Another of those mammoth changes of course is the collective choosing of Bran as king. It’s an abrupt development, to be sure, another element of this season that could have benefited from additional screen time to percolate. (The slightest prospect of a cadre of lords and ladies installing Davos Seaworth in the highest position of Westerosi authority was maybe the episode’s most thrilling development.) But the motivations behind the decision, however swift, is the effort to decentralize and remove the luster from a prize that has largely meant chaos and despair for those who’ve worked hardest to attain it.
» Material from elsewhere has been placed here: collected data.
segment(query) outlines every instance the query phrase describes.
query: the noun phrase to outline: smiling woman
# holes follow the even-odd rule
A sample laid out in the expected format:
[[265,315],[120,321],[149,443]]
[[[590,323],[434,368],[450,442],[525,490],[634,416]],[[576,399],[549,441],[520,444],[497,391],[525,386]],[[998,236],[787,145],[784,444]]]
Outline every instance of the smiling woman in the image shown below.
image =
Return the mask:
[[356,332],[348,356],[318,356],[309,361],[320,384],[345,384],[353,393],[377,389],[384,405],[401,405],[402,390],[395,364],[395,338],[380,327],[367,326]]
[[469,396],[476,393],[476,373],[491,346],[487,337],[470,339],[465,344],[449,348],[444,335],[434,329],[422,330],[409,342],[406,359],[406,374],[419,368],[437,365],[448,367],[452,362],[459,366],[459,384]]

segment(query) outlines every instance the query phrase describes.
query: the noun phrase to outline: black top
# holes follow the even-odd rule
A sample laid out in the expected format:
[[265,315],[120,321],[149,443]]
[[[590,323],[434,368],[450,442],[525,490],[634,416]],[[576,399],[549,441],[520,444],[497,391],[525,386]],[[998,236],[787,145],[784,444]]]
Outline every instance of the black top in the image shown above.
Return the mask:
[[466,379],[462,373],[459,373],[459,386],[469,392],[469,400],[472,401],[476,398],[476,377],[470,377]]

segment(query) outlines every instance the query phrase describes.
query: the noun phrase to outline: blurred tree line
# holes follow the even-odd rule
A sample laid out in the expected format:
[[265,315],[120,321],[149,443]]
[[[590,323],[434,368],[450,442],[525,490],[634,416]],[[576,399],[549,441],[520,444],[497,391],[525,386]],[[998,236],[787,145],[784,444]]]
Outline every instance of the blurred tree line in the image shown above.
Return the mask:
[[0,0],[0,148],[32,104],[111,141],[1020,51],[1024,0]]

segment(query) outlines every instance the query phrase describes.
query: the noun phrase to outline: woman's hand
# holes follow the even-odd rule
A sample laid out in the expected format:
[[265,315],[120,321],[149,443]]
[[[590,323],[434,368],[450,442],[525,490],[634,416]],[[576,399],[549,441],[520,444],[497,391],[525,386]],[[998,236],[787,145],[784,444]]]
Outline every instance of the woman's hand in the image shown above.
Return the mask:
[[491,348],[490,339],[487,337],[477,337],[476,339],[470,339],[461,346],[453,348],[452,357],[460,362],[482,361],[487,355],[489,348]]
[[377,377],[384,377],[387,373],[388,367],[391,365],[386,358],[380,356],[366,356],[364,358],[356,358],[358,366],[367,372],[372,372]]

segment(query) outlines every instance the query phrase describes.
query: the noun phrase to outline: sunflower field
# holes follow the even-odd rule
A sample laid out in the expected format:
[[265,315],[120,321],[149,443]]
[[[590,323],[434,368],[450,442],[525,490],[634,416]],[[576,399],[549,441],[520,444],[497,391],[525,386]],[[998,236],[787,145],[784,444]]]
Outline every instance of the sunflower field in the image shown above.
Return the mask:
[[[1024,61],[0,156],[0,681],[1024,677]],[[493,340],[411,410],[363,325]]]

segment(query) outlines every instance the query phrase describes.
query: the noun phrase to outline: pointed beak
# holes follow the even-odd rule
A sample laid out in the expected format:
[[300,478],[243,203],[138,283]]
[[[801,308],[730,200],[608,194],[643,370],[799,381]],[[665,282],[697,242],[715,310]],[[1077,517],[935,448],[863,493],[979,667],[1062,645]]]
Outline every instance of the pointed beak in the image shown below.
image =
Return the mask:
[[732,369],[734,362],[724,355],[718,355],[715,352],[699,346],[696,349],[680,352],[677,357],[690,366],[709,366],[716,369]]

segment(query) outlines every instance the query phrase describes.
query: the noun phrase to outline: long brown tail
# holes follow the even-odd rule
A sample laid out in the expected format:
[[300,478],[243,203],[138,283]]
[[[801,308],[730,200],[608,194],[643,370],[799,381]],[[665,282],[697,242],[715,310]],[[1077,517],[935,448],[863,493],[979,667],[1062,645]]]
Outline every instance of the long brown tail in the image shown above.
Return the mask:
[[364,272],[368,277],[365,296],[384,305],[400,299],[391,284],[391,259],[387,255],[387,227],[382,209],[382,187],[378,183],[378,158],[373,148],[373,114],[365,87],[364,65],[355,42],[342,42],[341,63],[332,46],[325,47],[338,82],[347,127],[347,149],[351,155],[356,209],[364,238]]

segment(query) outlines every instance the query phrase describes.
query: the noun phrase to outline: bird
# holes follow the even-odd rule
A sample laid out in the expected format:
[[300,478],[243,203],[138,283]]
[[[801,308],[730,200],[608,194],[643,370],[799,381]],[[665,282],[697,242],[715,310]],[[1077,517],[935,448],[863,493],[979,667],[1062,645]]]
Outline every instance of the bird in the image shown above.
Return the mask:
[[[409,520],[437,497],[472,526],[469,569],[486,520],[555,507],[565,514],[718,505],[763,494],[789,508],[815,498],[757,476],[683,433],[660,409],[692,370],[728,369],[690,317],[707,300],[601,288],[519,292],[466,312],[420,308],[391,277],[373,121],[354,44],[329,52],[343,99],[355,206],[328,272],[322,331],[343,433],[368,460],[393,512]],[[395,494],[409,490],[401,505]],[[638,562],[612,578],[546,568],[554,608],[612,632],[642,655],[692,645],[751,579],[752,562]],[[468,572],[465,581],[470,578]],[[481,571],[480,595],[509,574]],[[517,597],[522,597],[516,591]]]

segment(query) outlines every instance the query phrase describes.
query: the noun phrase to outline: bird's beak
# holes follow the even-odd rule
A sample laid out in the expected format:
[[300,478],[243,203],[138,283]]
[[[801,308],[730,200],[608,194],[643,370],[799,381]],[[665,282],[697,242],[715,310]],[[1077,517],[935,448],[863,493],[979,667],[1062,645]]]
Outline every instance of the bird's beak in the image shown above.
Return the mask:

It’s the realization and correction of a problem that’s plagued much of this season’s events: If one action can shift the course of the future, if one dagger can fell an entire army, if one dragon can level the seat of power, then that’s a world destined for strife and instability.

Is it a naive or rose-colored outlook to make canon that legions of people with power within their grasp would relinquish it for the sake of easing global tension? With a look at recent headlines, maybe. Again, this is a larger geopolitical unpacking that’s going to take more than a snap reaction to do in a meaningful way.

Game of Thrones Finale Tyrion
“Game of Thrones”

But even with the first word in the show’s title, “Game of Thrones” was never going to be something “won” in a meaningful way. Yes, the prevailing attitude of “In the game of thrones, you win or you die” that seemed to guide so much of the series’ ethos doesn’t leave room for many happy endings. But the character who delivered those words is last seen under a sizable amount of rubble.

So, to paraphrase another power-minded figure from another corner of the monoculture, “Game of Thrones” let the past die. They killed it because they had to.

Was the destruction of the penultimate episode the most elegant way of making this frame shift feel like an inevitability? Perhaps not. There are undoubtedly some of these parting notes that don’t fully line up in harmony with everything around it. The one-two punch of seeing Jaime’s metal hand protruding from a pile of rocks and watching the wings of dragon look as if they’d sprouted from Dany’s own shoulders certainly felt like the precursor to a parade of on-the-nose endings that would have been interminable. And Sam delivering a written history to Tyrion, threatening to become the Ponyboy of the Six Kingdoms and institute a “The Outsiders”-style feedback loop where story and text loop onward for infinity, is its own level of winking tidiness.

But it’s through rejecting the easy sendoffs through most of what comes after that makes this the best installment of Season 8. For as much as the show has leaned on philosophical debates and backroom conversations that merely served to reintroduce plot details and underline thematic elements with a Longclaw-sized pen, this finale used its last minutes to offer up some powerful considerations of duty and honor and family. The subdued blend of melancholy and dark humor that ran through this series like a vein of gold plays out in that final summit of Davos, Bronn, Brienne, Sam, and Tyrion. Even down to adjusting the chairs around the table of advisors before they come in to rearrange things again, it’s in rejecting much of the pull of empty spectacle that makes this feels like a worthy farewell.

The assumption that “Game of Thrones” would end with an ultimate victor rarely entertained multiple notable figures left alive to share the spoils. In this, the waning moments of its story, “The Iron Throne” carved out space for a logical way for a split reign to feel righteous, if not completely earned in every respect. Still, the child whose fall marked the series’ first cut to black now sees over that same world’s fate. To complete the circle, the series ends in the forests of The North, where it began all those years ago. One last brushstroke of destiny. It’s almost impossible to imagine it ending any other way.